President Barack Obama added fuel to the fire of controversy surrounding the use of embryonic stem cells in research Monday when he lifted a Bush-era provision banning federal funding for such studies.
Obama’s executive order overturned former President Bush’s policy, which barred federal dollars from researchers using stem lines created after Aug. 9, 2001.
The president’s move further polarizes embryonic stem cell proponents and opponents in an ongoing ethical debate regarding their use.
Embryonic stem cells can morph into any of the body’s more than 200 cell types, including those that may be used to replace weak cells associated with Parkinson’s and
Alzheimer’s diseases and spinal cord injuries.

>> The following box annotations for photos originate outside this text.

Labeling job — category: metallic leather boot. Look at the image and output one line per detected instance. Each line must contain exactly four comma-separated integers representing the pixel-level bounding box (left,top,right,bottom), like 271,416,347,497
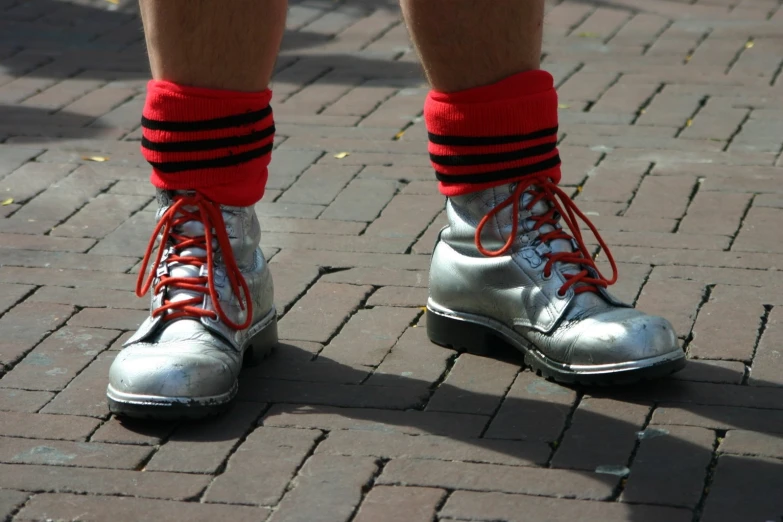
427,180,685,384
106,190,277,418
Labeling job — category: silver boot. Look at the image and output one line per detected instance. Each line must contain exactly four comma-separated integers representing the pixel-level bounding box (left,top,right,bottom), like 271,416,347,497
427,181,685,384
106,191,277,418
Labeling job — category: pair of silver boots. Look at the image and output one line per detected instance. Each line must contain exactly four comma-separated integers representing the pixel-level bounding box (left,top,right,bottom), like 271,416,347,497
107,182,685,418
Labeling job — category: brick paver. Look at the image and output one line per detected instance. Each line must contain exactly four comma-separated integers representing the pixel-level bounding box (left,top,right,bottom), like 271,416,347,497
0,0,783,522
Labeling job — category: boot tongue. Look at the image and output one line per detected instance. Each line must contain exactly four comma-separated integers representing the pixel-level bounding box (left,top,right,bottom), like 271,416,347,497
520,185,582,274
167,203,207,302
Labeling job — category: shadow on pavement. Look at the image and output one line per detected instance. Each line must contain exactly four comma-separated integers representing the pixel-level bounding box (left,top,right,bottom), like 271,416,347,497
115,336,783,522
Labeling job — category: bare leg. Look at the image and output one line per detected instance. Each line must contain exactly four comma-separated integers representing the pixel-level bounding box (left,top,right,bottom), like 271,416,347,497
140,0,287,92
400,0,544,92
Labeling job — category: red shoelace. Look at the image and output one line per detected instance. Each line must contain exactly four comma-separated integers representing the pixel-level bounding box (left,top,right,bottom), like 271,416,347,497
475,178,617,296
136,193,253,330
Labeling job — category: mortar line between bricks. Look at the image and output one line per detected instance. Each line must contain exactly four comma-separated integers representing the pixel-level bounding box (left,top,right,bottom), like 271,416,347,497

The cells’ illness-curing potential excites researchers, including those at the University of Nebraska Medical Center.
But the embryos must first be destroyed, which troubles opponents who see it as taking a human life.
UNMC researchers have been working with cells harvested before Bush’s mandate took effect in 2001, but because the old stem lines were produced through an outdated process using animal proteins, the medical center is looking forward to receiving new ones.
Stephen Rennard, UNMC professor of medicine, “is very enthusiastic about the possibility of getting new cells” to replace the old stem lines he uses in his research on lung tissue. Using non-controversial adult cells, which embryonic opponents support, aren’t effective for his work, Rennard said.
David Crouse, UNMC’s associate vice chancellor for academic affairs, said Obama’s reversal will simplify funding and remove federal barriers that make studying embryonic stem cells difficult.
But until the National Institutes of Health’s guidelines are released, UNMC will have to sit tight, Crouse said.
Opponents to the research, however, aren’t playing the waiting game.
The Nebraska Coalition for Ethical Research has started an online petition encouraging the NU Board of Regents to keep Bush’s cutoff date in place.
The board’s current policy is to follow federal regulations. Regent Chuck Hassebrook said he didn’t know if Obama’s reversal will become an issue for the regents, but he said personally he’d like to see UNMC expand stem cell study.
NCER Executive Director Chip Maxwell said the coalition was “disappointed” with Obama’s shift.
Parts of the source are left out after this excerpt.